###Word Embeddings
For the first attempt, we started by using **spacy** word embeddings for our model.

**Spacy**

The following cells set up spacy. We use the `en_core_web_md` and `de_web_news_md` models to generate word embeddings.

The runtime needs to be restarted after installing both models.

In [0]:
!pip install spacy
!python -m spacy download en_core_web_md
!python -m spacy download de_core_news_md

### Imports

The following cell imports all the necessary libraries and loads the `en_core_web_md` and `de_web_news_md` models using **spacy**.

In [0]:
import pandas as pd
import matplotlib.pyplot as plt
import seaborn as sn
from sklearn.svm import SVR
from sklearn.metrics import accuracy_score, mean_absolute_error, mean_squared_error
from mlxtend.plotting import plot_decision_regions
import numpy as np
import spacy
from scipy.stats import pearsonr

nlp_english = spacy.load("en_core_web_md")
nlp_german = spacy.load("de_core_news_md")

### Data

Loads the English sentences with their corresponding German translations, as well as the translation scores provided. This dataset is used for *training*.

In [0]:
with open('data/en-de/train.ende.src', 'r') as f:
    train_english = []
    for line in f:
        train_english.append(line)

with open('data/en-de/train.ende.mt', 'r') as f:
    train_german = []
    for line in f:
        train_german.append(line)

with open('data/en-de/train.ende.scores', 'r') as f:
    train_scores = []
    for line in f:
        train_scores.append(line)

train_scores = [score.replace('\n', '') for score in train_scores]

### Preprocess

Converts the *training* input sentences and translations to a sequence of **spacy** `Token` objects.

In [0]:
doc_english = list(nlp_english.pipe(train_english, batch_size=32, n_threads=7))
doc_german = list(nlp_german.pipe(train_german, batch_size=32, n_threads=7))

### Embeddings

#### Word Embeddings Method

Uses **spacy** to vectorise the input list of sentences to a **numpy** array of dimension `[MAX NUMBER OF SENTENCES, MAX SENTENCE LENGTH, EMBEDDING DIMENSION]`

In [0]:
def embed_sentences(doc, nlp, max_words):
    result = []
    unknown_vector = nlp.vocab['unk'].vector
    
    result = np.zeros((len(doc), 76, len(unknown_vector)))

    for sentence_index, sentence in enumerate(doc):
        tokens = []
        token_index = 0 
        for sent in sentence.sents:
            for i in range(len(sent)):
                token = sent[i]

                if token.has_vector:
                    result[sentence_index, token_index] = token.vector
                else:
                    result[sentence_index, token_index] = unknown_vector
                
                token_index += 1

    return result

#### English and German Embeddings

Calculates the maximum length of the *train* input sentences and then converts the input sentences into word embeddings using the method above.

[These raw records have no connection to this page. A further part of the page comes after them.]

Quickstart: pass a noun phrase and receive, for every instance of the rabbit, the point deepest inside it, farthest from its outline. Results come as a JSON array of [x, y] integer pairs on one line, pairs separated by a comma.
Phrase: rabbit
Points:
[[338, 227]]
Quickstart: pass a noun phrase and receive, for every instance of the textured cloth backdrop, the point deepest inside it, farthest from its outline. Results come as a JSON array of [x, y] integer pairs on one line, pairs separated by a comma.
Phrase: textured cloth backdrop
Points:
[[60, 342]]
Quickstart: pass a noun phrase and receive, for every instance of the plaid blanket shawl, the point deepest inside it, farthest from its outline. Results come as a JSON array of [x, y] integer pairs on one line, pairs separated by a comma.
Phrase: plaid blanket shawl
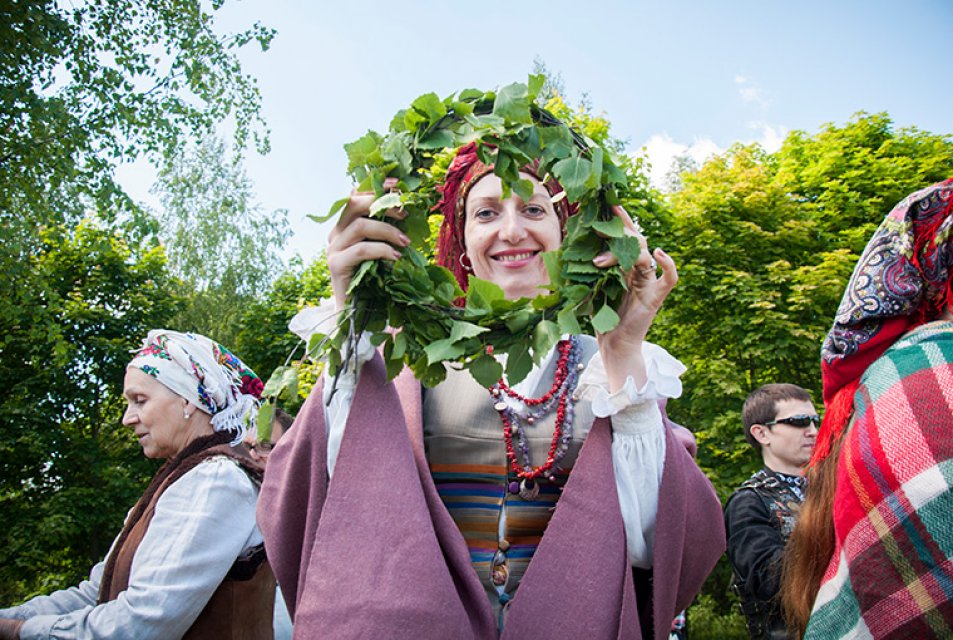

Then converts the 3-dimensional word embeddings into 2-dimensional embeddings by averaging the word vectors.

In [0]:
max_words_english = max(map(len, doc_english))
max_words_german = max(map(len, doc_german))

max_words = max(max_words_english, max_words_german)

english_embeddings = embed_sentences(doc_english, nlp_english, max_words)
german_embeddings = embed_sentences(doc_german, nlp_german, max_words)

english_embeddings = np.average(english_embeddings, axis=1)
german_embeddings = np.average(german_embeddings, axis=1)

word_embeddings = np.concatenate((english_embeddings, german_embeddings), axis=1)

### Data

Loads the English sentences with their corresponding German translations, as well as the translation scores provided. This dataset is used for *testing*.

In [0]:
with open('data/en-de/dev.ende.src', 'r') as f:
    test_english = []
    for line in f:
        test_english.append(line)

with open('data/en-de/dev.ende.mt', 'r') as f:
    test_german = []
    for line in f:
        test_german.append(line)
        
with open('data/en-de/dev.ende.scores', 'r') as f:
    test_scores = []
    for line in f:
        test_scores.append(line)

test_scores = [float(score.replace('\n', '')) for score in test_scores]

### Preprocess

Converts the *testing* input sentences and translations to a sequence of **spacy** `Token` objects.

In [0]:
doc_english = list(nlp_english.pipe(test_english, batch_size=32, n_threads=7))
doc_german = list(nlp_german.pipe(test_german, batch_size=32, n_threads=7))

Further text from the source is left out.